A last-minute burst of buying nudged the benchmark index into positive territory after it spent most of the day flat or down.
Stocks have wavered between small gains and losses after a run of record highs last week. Investors have been mostly pausing ahead of two days of congressional testimony by Federal Reserve Chairman Jerome H. Powell. Traders will be listening to the exchanges that Powell has with lawmakers Wednesday and Thursday for hints about the Fed’s next move on interest rates.
The market rallied through much of June after the central bank signaled that it is prepared to cut rates to offset slowing global growth and the fallout from U.S. trade conflicts.

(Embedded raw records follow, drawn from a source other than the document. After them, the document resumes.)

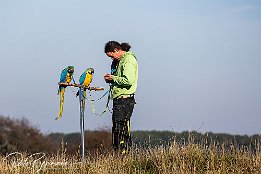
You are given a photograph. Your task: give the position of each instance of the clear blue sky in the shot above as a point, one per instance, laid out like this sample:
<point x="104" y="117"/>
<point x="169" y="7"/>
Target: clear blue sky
<point x="199" y="61"/>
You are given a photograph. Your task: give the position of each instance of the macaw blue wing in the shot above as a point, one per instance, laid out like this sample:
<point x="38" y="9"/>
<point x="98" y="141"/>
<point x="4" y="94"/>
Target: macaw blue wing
<point x="63" y="75"/>
<point x="82" y="78"/>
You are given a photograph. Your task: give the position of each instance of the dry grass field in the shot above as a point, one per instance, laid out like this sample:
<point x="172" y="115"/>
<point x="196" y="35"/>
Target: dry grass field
<point x="174" y="158"/>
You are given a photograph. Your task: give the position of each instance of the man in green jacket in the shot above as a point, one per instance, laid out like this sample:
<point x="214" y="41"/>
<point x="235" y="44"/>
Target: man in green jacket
<point x="124" y="78"/>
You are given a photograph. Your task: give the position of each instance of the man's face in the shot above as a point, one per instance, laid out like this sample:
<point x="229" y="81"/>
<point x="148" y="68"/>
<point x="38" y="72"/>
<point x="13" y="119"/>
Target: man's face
<point x="113" y="55"/>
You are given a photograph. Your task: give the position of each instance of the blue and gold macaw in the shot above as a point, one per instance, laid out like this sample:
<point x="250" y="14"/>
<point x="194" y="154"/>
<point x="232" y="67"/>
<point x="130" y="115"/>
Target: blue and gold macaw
<point x="85" y="80"/>
<point x="66" y="77"/>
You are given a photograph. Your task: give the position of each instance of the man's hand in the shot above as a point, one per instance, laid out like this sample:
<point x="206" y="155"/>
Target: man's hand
<point x="108" y="78"/>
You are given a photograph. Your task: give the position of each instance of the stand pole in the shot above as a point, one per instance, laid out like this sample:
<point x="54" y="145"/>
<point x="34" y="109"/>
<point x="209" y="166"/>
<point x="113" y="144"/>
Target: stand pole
<point x="81" y="98"/>
<point x="82" y="103"/>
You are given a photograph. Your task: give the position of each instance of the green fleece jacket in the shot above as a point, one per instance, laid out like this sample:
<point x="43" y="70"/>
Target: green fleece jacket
<point x="126" y="77"/>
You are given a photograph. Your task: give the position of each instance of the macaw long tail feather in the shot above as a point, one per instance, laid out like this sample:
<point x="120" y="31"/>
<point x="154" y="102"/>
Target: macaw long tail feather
<point x="83" y="102"/>
<point x="61" y="103"/>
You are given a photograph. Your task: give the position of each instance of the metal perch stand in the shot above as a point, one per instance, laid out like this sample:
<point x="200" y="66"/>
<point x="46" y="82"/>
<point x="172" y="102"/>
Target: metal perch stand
<point x="81" y="98"/>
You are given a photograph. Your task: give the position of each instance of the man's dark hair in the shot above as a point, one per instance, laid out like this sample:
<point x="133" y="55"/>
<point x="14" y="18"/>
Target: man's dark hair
<point x="112" y="45"/>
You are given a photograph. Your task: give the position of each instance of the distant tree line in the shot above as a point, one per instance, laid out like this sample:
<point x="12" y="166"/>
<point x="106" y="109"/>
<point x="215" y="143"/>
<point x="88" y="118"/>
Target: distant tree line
<point x="20" y="136"/>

But an unexpectedly strong U.S. jobs report Friday has dimmed investors’ expectations.
Many traders still expect the Fed will cut its benchmark rate by a quarter of a percentage point at the end of the month, but fewer are now expecting a half-point reduction.
“Certainly the jobs report put into perspective just how much easing may be possible, given the continued strength of the economy,” said Justin Kelly, chief investment officer at Winslow Capital. “So the market is likely recalibrating.”
The S&P 500 edged up 3.68 points, or 0.1%, to 2,979.63. The Dow Jones industrial average slipped 22.65 points, or 0.1%, to 26,783.49.
The Nasdaq composite, which is heavily weighted with technology companies, rose 43.35 points, or 0.5%, to 8,141.73. The Russell 2000 index of smaller company stocks inched up 1.20 points, or 0.1%, to 1,562.59.
Bond prices fell. The yield on the 10-year Treasury note rose to 2.07% from 2.03%.
Despite lingering worries over trade, investors have pushed stocks mostly higher since early June after the Fed raised expectations for an interest-rate cut. The benchmark S&P 500 hit all-time highs three straight days last week. Even with the sluggish start to this week, the S&P 500 is just 0.5% below the record high it set Wednesday.
While investors are focused on the Fed this week, traders may also be holding back ahead of next week, when the bulk of S&P 500 companies begin reporting their second-quarter results.
Expectations are generally low, and this could be the first time in three years that S&P 500 companies report a back-to-back decline in overall earnings, according to FactSet.
“This is the quiet before the storm, the storm in this case being earnings season,” Kelly said. “It’s going to be a mixed earnings season because we can all observe the weaker macroeconomic data, which is going to affect companies that are more dependent on a strong economy.”
Companies in the technology, healthcare and consumer discretionary sectors are likely to deliver stronger results, given that U.S. consumer spending and sentiment remain strong.
“You may be starting to see investors position for that, believing that earnings may be positive catalyst for the share prices in those growth sectors,” Kelly said.
Investors are in good shape heading into earnings season. The S&P 500 is up 18.9% this year so far and the Nasdaq has climbed 22.7%.
Technology and communications services stocks drove much of Tuesday’s gains in the market. Advanced Micro Devices climbed 3.5%. Twitter rose 3.3%.
Banks also notched solid gains, receiving a boost from rising bond yields, which drive up interest rates on mortgages and other loans. First Republic Bank shares rose 1.5%.
Higher mortgage rates spell bad news for would-be home buyers — they make home loans more expensive. That weighed on home builders’ stocks, which closed broadly lower. Hovnanian Enterprises led the slide, dropping 4.2%.
Consumer staples, materials and industrials stocks lagged behind the broader market. Monster Beverage fell 1.9%, Mosaic declined 3%, and 3M slid 2.1%.
Acacia Communications soared 35.1% after the company agreed to be acquired by Cisco Systems.
Energy futures closed broadly higher Tuesday. Benchmark crude oil rose 17 cents to $57.83 a barrel. Brent crude oil, the international standard, rose 5 cents to $64.16 a barrel. Wholesale gasoline rose 3 cents to $1.93 a gallon. Heating oil rose 1 cent to $1.91 a gallon. Natural gas rose 3 cents to $2.43 per 1,000 cubic feet.
Gold rose 50 cents to $1,397.50 an ounce. Silver rose 10 cents to $15.07 an ounce. Copper fell 4 cents to $2.62 a pound.